In [1]:
from collections import defaultdict
import os
import torch
import random
import numpy as np
import pandas as pd
import json
import pickle
import gzip
from tqdm import tqdm

def load_pickle(filename):
    with open(filename, "rb") as f:
        return pickle.load(f)

def save_pickle(data, filename):
    with open(filename, "wb") as f:
        pickle.dump(data, f, protocol=pickle.HIGHEST_PROTOCOL)

def load_json(file_path):
    with open(file_path, "r") as f:
        return json.load(f)
    
def ReadLineFromFile(path):
    lines = []
    with open(path,'r') as fd:
        for line in fd:
            lines.append(line.rstrip('\n'))
    return lines

def parse(path):
    g = gzip.open(path, 'r')
    for l in g:
        try:
            yield eval(l)
        except:
            yield json.loads(l)
        
'''
Set seeds
'''
seed = 2022
torch.manual_seed(seed)
random.seed(seed)
np.random.seed(seed)

In [2]:
def Amazon2014(dataset_name, min_rating_score, data_core_num=None):
    '''
    reviewerID - ID of the reviewer, e.g.
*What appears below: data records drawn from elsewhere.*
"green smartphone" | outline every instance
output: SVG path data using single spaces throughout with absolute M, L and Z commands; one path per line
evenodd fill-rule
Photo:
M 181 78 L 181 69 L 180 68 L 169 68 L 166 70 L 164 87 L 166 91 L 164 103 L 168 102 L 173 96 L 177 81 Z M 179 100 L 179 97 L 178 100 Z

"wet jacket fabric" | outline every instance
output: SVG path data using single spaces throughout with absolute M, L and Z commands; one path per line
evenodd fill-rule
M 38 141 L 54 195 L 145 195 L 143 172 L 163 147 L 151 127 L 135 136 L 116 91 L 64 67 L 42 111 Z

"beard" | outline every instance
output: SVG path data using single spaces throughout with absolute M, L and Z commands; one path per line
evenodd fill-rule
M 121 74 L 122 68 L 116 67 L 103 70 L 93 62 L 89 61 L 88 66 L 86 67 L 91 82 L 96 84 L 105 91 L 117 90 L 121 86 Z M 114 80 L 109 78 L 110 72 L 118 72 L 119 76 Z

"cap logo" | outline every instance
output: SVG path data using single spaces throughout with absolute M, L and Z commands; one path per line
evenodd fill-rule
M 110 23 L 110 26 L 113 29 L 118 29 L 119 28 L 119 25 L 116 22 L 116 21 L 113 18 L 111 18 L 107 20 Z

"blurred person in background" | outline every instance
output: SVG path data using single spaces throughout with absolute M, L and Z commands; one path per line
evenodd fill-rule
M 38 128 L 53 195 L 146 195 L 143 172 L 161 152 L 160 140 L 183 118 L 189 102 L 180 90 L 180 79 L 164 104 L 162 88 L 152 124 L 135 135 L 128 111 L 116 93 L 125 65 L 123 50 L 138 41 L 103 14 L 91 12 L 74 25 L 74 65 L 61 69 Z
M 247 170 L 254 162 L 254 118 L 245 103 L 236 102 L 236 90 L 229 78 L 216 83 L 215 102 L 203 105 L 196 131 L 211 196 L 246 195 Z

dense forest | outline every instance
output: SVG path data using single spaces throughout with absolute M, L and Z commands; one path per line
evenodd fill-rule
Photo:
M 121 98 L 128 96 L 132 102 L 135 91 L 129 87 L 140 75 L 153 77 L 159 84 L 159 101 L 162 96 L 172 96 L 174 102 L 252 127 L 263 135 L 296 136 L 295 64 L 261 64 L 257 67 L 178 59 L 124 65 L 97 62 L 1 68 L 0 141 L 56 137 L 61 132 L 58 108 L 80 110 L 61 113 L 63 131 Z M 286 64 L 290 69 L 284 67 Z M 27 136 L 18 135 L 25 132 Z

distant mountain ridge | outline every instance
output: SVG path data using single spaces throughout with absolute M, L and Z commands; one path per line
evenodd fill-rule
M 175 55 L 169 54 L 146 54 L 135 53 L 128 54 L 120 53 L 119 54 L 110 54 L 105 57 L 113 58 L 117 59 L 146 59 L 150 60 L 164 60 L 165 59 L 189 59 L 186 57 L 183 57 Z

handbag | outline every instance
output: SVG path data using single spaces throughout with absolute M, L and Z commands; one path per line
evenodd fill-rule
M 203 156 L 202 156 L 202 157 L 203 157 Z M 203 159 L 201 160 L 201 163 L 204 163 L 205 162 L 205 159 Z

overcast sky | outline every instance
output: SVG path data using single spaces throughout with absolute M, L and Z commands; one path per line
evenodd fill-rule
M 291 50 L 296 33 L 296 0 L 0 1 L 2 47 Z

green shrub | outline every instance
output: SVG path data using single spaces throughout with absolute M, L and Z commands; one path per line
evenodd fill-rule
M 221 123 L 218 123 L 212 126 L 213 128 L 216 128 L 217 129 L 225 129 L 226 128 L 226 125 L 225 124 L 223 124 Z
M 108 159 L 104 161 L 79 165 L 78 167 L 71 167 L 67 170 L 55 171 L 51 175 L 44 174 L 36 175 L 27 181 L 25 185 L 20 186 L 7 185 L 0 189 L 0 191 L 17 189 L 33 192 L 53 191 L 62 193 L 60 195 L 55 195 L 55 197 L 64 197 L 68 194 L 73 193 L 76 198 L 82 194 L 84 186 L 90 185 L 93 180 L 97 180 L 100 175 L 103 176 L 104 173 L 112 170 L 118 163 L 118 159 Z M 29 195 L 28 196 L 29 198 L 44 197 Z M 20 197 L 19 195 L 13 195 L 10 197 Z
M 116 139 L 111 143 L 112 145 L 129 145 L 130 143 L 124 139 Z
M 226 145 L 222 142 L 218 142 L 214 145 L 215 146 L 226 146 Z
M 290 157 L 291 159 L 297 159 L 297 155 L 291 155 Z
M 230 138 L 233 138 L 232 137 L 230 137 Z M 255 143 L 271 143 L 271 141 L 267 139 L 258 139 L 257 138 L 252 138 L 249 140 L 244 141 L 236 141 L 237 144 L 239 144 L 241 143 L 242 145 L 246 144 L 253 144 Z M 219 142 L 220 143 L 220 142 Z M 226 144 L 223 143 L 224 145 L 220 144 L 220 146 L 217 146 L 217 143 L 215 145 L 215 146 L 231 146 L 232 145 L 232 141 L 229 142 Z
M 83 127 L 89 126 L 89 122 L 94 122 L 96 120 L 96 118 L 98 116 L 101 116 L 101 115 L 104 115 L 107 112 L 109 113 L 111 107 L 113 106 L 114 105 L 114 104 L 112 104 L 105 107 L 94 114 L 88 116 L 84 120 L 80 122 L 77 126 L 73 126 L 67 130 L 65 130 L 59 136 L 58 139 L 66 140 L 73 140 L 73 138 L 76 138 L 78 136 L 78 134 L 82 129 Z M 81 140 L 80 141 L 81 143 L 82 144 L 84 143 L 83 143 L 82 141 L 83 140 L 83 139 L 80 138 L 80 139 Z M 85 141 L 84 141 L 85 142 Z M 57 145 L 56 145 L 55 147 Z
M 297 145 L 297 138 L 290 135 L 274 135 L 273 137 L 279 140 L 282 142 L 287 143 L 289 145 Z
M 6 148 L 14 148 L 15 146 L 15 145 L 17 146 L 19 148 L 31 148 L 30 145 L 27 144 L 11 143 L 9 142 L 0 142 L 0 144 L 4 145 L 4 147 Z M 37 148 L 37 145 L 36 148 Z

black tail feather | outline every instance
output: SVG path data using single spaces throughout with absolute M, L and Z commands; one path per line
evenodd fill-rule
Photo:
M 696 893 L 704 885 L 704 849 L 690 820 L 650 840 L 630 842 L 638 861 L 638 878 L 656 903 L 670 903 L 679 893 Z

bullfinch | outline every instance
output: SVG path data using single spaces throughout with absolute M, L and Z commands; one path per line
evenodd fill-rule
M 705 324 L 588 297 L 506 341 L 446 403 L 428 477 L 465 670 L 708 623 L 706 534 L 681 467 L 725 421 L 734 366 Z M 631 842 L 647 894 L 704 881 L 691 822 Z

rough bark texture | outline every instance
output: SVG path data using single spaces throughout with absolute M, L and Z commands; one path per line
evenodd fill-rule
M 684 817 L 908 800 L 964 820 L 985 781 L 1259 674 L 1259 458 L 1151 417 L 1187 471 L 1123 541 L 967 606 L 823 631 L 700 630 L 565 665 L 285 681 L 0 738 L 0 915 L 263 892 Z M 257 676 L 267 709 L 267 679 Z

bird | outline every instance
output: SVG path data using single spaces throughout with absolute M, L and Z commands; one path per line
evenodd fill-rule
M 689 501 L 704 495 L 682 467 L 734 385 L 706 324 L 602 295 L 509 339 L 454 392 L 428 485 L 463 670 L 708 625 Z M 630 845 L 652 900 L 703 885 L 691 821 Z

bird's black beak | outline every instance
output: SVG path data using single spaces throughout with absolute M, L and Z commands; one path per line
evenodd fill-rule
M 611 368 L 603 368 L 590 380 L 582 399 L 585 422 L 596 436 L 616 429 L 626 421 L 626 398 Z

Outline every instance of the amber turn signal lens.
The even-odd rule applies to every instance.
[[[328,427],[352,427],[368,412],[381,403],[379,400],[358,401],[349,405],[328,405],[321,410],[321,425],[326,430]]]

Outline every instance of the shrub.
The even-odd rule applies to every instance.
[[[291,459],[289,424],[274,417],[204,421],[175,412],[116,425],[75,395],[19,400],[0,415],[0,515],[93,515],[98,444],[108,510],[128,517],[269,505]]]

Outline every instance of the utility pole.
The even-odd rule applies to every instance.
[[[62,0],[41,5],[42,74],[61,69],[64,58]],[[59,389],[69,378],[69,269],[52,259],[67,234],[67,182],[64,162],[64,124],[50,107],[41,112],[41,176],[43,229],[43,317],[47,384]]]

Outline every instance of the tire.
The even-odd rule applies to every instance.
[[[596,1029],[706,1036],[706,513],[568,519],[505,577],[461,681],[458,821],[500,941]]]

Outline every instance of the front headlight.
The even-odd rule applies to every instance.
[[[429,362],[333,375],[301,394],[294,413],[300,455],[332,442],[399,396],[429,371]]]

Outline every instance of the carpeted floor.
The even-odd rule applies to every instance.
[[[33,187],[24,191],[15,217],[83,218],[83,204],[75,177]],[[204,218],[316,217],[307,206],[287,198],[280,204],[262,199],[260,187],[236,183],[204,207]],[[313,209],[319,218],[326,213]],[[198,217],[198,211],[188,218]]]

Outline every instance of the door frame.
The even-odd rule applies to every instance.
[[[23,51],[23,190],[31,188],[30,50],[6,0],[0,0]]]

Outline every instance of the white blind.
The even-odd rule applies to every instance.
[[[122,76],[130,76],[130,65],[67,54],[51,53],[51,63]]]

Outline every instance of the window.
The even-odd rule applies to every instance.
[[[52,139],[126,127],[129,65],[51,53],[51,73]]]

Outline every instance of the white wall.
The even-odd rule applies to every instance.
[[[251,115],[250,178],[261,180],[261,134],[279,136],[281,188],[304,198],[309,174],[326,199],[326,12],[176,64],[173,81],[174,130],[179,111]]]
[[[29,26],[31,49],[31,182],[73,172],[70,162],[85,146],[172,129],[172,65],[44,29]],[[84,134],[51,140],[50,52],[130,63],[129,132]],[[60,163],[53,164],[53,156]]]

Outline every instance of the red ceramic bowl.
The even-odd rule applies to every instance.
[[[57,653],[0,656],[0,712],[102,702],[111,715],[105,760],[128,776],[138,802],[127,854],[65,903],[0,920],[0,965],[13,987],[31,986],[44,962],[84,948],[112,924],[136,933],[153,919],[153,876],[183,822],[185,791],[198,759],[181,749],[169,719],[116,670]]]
A2SUAM1J3GNN3B
    asin - ID of the product, e.g. 0000013714
    reviewerName - name of the reviewer
    helpful - helpfulness rating of the review, e.g. 2/3
    --"helpful": [2, 3],
    reviewText - text of the review
    --"reviewText": "I bought this for my husband who plays the piano. ..."
    overall - rating of the product
    --"overall": 5.0,
    summary - summary of the review
    --"summary": "Heavenly Highway Hymns",
    unixReviewTime - time of the review (unix time)
    --"unixReviewTime": 1252800000,
    reviewTime - time of the review (raw)
    --"reviewTime": "09 13, 2009"
    '''
    datas = []

    if data_core_num is not None:
        data_file = f"./{dataset_name}/raw/reviews_{dataset_name}_{data_core_num}.json.gz"
    else:
        data_file = f"./{dataset_name}/raw/reviews_{dataset_name}.json.gz"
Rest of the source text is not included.